Splish, Splash!

Take a hot day, a trickle of water leading to a shallow puddle in a two-track road and add a shady, poison ivy-covered hidey-hole between two trees and you’re well on your way to some good bird photos. It does help if you’re in a “target-rich environment,” such as the awesome slough, bottom land forest and canebrakes along the road into Ozark Riverways’ Big Tree campground.

I was photographing dragonflies along the beaver-reinforced dam/mud pile that lies between the slough and road, when I noticed a LOT of bird activity in the brush next to me. A tiny bit of water was still flowing from the slough, forming puddles in the low spots in the chat fill and the birds were having a blast, basically ignoring me, twenty feet away.
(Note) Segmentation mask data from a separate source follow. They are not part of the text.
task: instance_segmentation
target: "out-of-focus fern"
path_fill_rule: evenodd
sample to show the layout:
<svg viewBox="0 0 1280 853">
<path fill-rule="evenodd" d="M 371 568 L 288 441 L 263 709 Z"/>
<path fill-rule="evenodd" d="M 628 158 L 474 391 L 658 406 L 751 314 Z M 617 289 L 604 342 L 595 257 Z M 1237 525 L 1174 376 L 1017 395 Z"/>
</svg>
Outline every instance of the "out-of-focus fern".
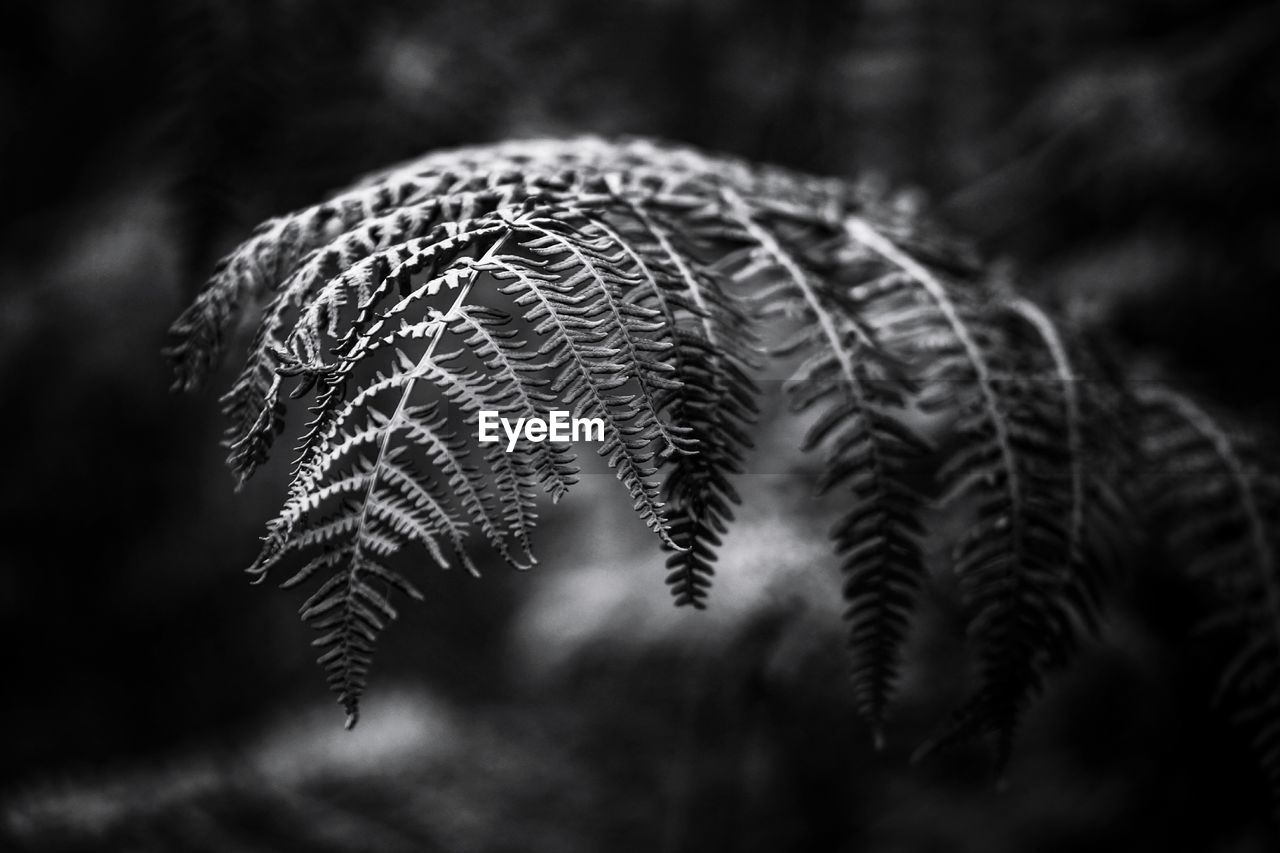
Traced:
<svg viewBox="0 0 1280 853">
<path fill-rule="evenodd" d="M 669 552 L 676 603 L 700 608 L 740 502 L 753 377 L 780 359 L 817 486 L 844 501 L 831 535 L 859 709 L 879 738 L 941 503 L 967 521 L 949 544 L 979 683 L 927 746 L 989 734 L 1003 760 L 1046 673 L 1098 623 L 1142 456 L 1117 427 L 1124 383 L 938 234 L 852 183 L 645 140 L 465 148 L 261 226 L 177 321 L 171 354 L 177 386 L 197 386 L 245 306 L 264 306 L 224 398 L 242 479 L 284 426 L 285 385 L 310 395 L 251 571 L 288 561 L 286 586 L 318 579 L 303 618 L 349 724 L 391 590 L 420 595 L 392 555 L 416 543 L 475 571 L 478 530 L 527 566 L 537 495 L 574 482 L 569 447 L 486 449 L 481 410 L 600 418 L 598 451 Z M 1184 420 L 1224 472 L 1214 495 L 1236 498 L 1215 503 L 1221 524 L 1244 537 L 1191 553 L 1251 567 L 1269 597 L 1241 599 L 1236 621 L 1270 624 L 1271 642 L 1272 493 L 1206 421 Z M 1274 656 L 1261 663 L 1257 642 L 1229 681 L 1266 697 L 1248 707 L 1267 715 L 1274 767 Z"/>
<path fill-rule="evenodd" d="M 1258 441 L 1170 388 L 1142 383 L 1151 512 L 1207 592 L 1225 653 L 1217 699 L 1252 743 L 1280 813 L 1280 476 Z"/>
</svg>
I had a bad angle and the light was coming from the wrong direction, so I risked spooking the birds and crossed the road to the trees on the other side. There is a pair of large cottonwoods here, a few feet apart with one leaning towards the other, that formed a natural blind, albeit one camouflaged by poison ivy. Happily, I’m not allergic in the least and quickly hid myself to wait. It didn’t take long for the birds to return, which was fortunate since the humidity and mosquitoes were swiftly becoming a distraction.

The first bird to come in was a male Scarlet Tanager. Bold in color and action, he splashed about while I fired frame after frame. We were in the shade so I had to use a slower shutter speed than I would have liked, especially since I was shooting handheld. Regardless, most of the photos came out quite nice considering and I just used here the one I liked best.
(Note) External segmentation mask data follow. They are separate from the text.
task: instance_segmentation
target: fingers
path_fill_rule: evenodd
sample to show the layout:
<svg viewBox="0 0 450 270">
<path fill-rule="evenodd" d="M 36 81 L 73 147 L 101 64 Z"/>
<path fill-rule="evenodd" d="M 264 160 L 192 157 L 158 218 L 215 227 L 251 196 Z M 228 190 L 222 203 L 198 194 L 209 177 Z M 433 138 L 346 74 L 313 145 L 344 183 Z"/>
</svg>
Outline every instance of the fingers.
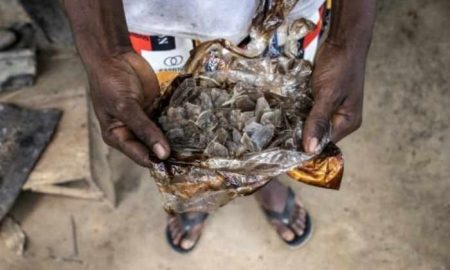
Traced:
<svg viewBox="0 0 450 270">
<path fill-rule="evenodd" d="M 318 98 L 305 121 L 303 128 L 303 148 L 309 154 L 317 151 L 319 142 L 330 128 L 330 118 L 336 110 L 337 102 L 330 98 Z"/>
<path fill-rule="evenodd" d="M 122 122 L 124 122 L 148 149 L 161 160 L 169 157 L 170 146 L 161 130 L 148 118 L 141 106 L 130 101 L 118 108 Z"/>
<path fill-rule="evenodd" d="M 347 109 L 345 104 L 333 113 L 334 106 L 317 102 L 306 119 L 303 129 L 303 147 L 307 153 L 315 153 L 320 140 L 329 130 L 331 123 L 331 141 L 339 142 L 361 127 L 361 109 L 357 106 Z M 331 108 L 331 109 L 330 109 Z M 330 116 L 331 115 L 331 116 Z"/>
<path fill-rule="evenodd" d="M 337 112 L 332 118 L 333 130 L 331 131 L 331 140 L 334 143 L 354 132 L 361 127 L 361 114 L 345 114 Z"/>
<path fill-rule="evenodd" d="M 275 227 L 277 233 L 286 241 L 292 241 L 295 238 L 295 234 L 292 230 L 286 227 L 279 220 L 273 219 L 271 221 L 272 225 Z"/>
<path fill-rule="evenodd" d="M 116 127 L 103 135 L 103 140 L 141 166 L 151 166 L 148 148 L 126 127 Z"/>
</svg>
He was soon joined by a female American Redstart. She was much spookier and I only managed a few photos before she retreated to cover. I shot a few photos with both birds in the frame, but I was having to shoot wide open and the resulting shallow depth of field left me with none that had both birds in focus.
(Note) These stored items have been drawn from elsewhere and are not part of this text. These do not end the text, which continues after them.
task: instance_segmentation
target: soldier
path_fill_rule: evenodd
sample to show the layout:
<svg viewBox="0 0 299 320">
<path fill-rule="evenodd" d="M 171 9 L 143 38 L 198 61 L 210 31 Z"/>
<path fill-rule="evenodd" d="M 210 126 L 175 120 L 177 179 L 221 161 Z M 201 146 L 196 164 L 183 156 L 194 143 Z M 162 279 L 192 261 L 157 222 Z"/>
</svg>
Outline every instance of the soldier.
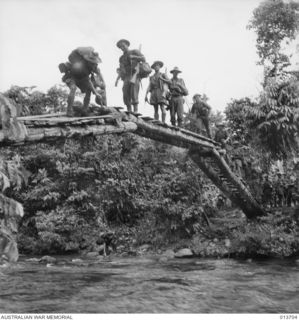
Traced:
<svg viewBox="0 0 299 320">
<path fill-rule="evenodd" d="M 224 129 L 225 125 L 223 122 L 220 122 L 216 125 L 217 131 L 215 133 L 214 140 L 218 142 L 223 149 L 226 149 L 226 143 L 228 141 L 228 134 Z"/>
<path fill-rule="evenodd" d="M 62 81 L 70 88 L 67 100 L 67 116 L 74 115 L 73 104 L 77 87 L 85 93 L 83 114 L 87 114 L 91 92 L 96 96 L 96 102 L 106 104 L 105 82 L 98 68 L 102 62 L 99 54 L 92 47 L 79 47 L 71 52 L 69 62 L 60 63 L 59 70 L 64 73 Z"/>
<path fill-rule="evenodd" d="M 151 93 L 149 103 L 154 106 L 155 109 L 155 119 L 159 120 L 159 106 L 162 113 L 162 122 L 165 123 L 166 111 L 165 106 L 168 105 L 168 100 L 166 99 L 166 94 L 168 91 L 168 86 L 165 82 L 161 80 L 164 78 L 166 80 L 167 76 L 160 72 L 160 69 L 163 67 L 162 61 L 155 61 L 151 68 L 155 70 L 155 74 L 150 77 L 149 85 L 145 94 L 145 102 L 148 102 L 148 93 Z"/>
<path fill-rule="evenodd" d="M 176 125 L 176 122 L 179 127 L 183 124 L 183 114 L 184 114 L 184 96 L 188 95 L 188 90 L 186 88 L 185 82 L 183 79 L 178 78 L 178 74 L 182 71 L 179 70 L 178 67 L 174 67 L 170 73 L 173 74 L 170 80 L 163 79 L 162 80 L 169 84 L 170 91 L 170 121 L 173 126 Z"/>
<path fill-rule="evenodd" d="M 117 86 L 119 79 L 123 80 L 123 101 L 128 111 L 138 112 L 138 95 L 140 89 L 140 76 L 138 68 L 140 62 L 145 62 L 143 54 L 139 50 L 129 50 L 130 42 L 121 39 L 116 43 L 117 47 L 123 51 L 119 58 L 118 77 L 115 82 Z"/>
<path fill-rule="evenodd" d="M 209 125 L 209 115 L 211 113 L 211 107 L 206 103 L 203 97 L 197 93 L 193 96 L 193 105 L 191 113 L 199 119 L 206 128 L 207 136 L 212 139 Z"/>
</svg>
After these two left, there was a male Redstart, a pair of Indigo Buntings and a female Eastern Towhee that came into the brush, but none of them would commit to exposing themselves long enough to partake of the puddles. Finally, a female Scarlet Tanager, the male’s mate perhaps, landed at the edge of the water, posing regally before splashing herself with water.

I had only been sitting for fifteen minutes or so at this point, but the sweat was rolling off my forehead and into my eyes and the skeeters were eating me alive, leading me to abandon my post. I returned to this spot three or four days later, hoping to reprise my success, but the trickle of water had ceased and the puddles were dry. Aint that the way it goes.